Stop Generalizing about Trump Voters
In 2020, it has become regrettably common to make generalizations about Trump voters — they are racists, cruel, lazy, and whatever other adjectives the writer or speaker chooses to employ. Such persons are treating Trump voters in ways that would never treat voters for other candidates.
Bill Clinton has been credibly accused of rape, yet it is not common to accuse male Clinton supporters of misogyny and complicity in sexual assault. George W. Bush won reelection in 2004 after it had become painfully clear that the Iraq war had been based on lies and was being bungled horribly. Yet, I have never heard anyone accuse Bush voters as a group of being war mongers. Hillary Clinton supported both the Iraq war and the disastrous Libya intervention, yet no one generalizes about her voters on the basis of these decisions. Both Clinton and Biden supported the 1994 crime bill which imprisoned many persons of color for cruelly long periods of time and did so using “super predator” rhetoric which had a racist ring to it. Yet no one accuses Clinton and Biden supporters of being racists.
Rather, we avoid assuming that their supporters agreed with these positions and conclude that voters chose candidates on the basis of self-interest.

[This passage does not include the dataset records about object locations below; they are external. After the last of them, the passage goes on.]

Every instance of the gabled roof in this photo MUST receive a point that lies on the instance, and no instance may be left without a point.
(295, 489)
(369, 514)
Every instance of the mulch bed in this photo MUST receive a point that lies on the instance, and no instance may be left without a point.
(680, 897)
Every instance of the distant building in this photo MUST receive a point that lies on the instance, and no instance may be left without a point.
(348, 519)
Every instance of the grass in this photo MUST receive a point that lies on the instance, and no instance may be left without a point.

Why are Trump voters not given the same benefit of the doubt? After all, Trump has taken serious positions on foreign policy — against no-end foreign wars and — on trade — his voters may be wrong that NAFTA is the cause of their economic woes but being wrong is not racist. Others vote for him because they are conservative Christians and pro-life.
They believe that issues of war and peace, jobs, and their Christian faith matter more to them than racism. The demand, then, is not that voters not be racist but that they elevate anti-racism to the level of the most important issue there is. If you had lost a child in the Iraq war, what would you think is the most important issue?
An analysis of Trump’s rally crowds and how they respond to him supports this point. In the days leading up to the 2020 election, he decried wars that waste American blood and treasure, words that were greeted with sustained applause by his audiences.
Research by Douglas Kriner and Francis Shen shows that low and working class Americans are more likely to be injured in combat than soldiers from wealthier famzilies. Other research by the same men shows that those Obama-to-Trump states were those with high levels of casualties in the Iraq war.
Why should people who experience the hardships of war more than others vote for inept war hawks like Clinton and Biden? Why shouldn’t they vote for Trump, who is practically a lefty peacenik compared to the Democratic candidates who ran against him?
Incidentally, voting against war helps members of minority groups who are disproportionately likely to be low-income and thus more prone to combat injuries. In this case, an antiwar stance and an anti-racism stance dovetail admirably.
This disdain for Trump voters carries an unbearable stench of superiority both because such critics have probably not made the sacrifices and experienced the hardships that many Trump voters have and because such criticism fails to take into account the equally great failings of the other candidates.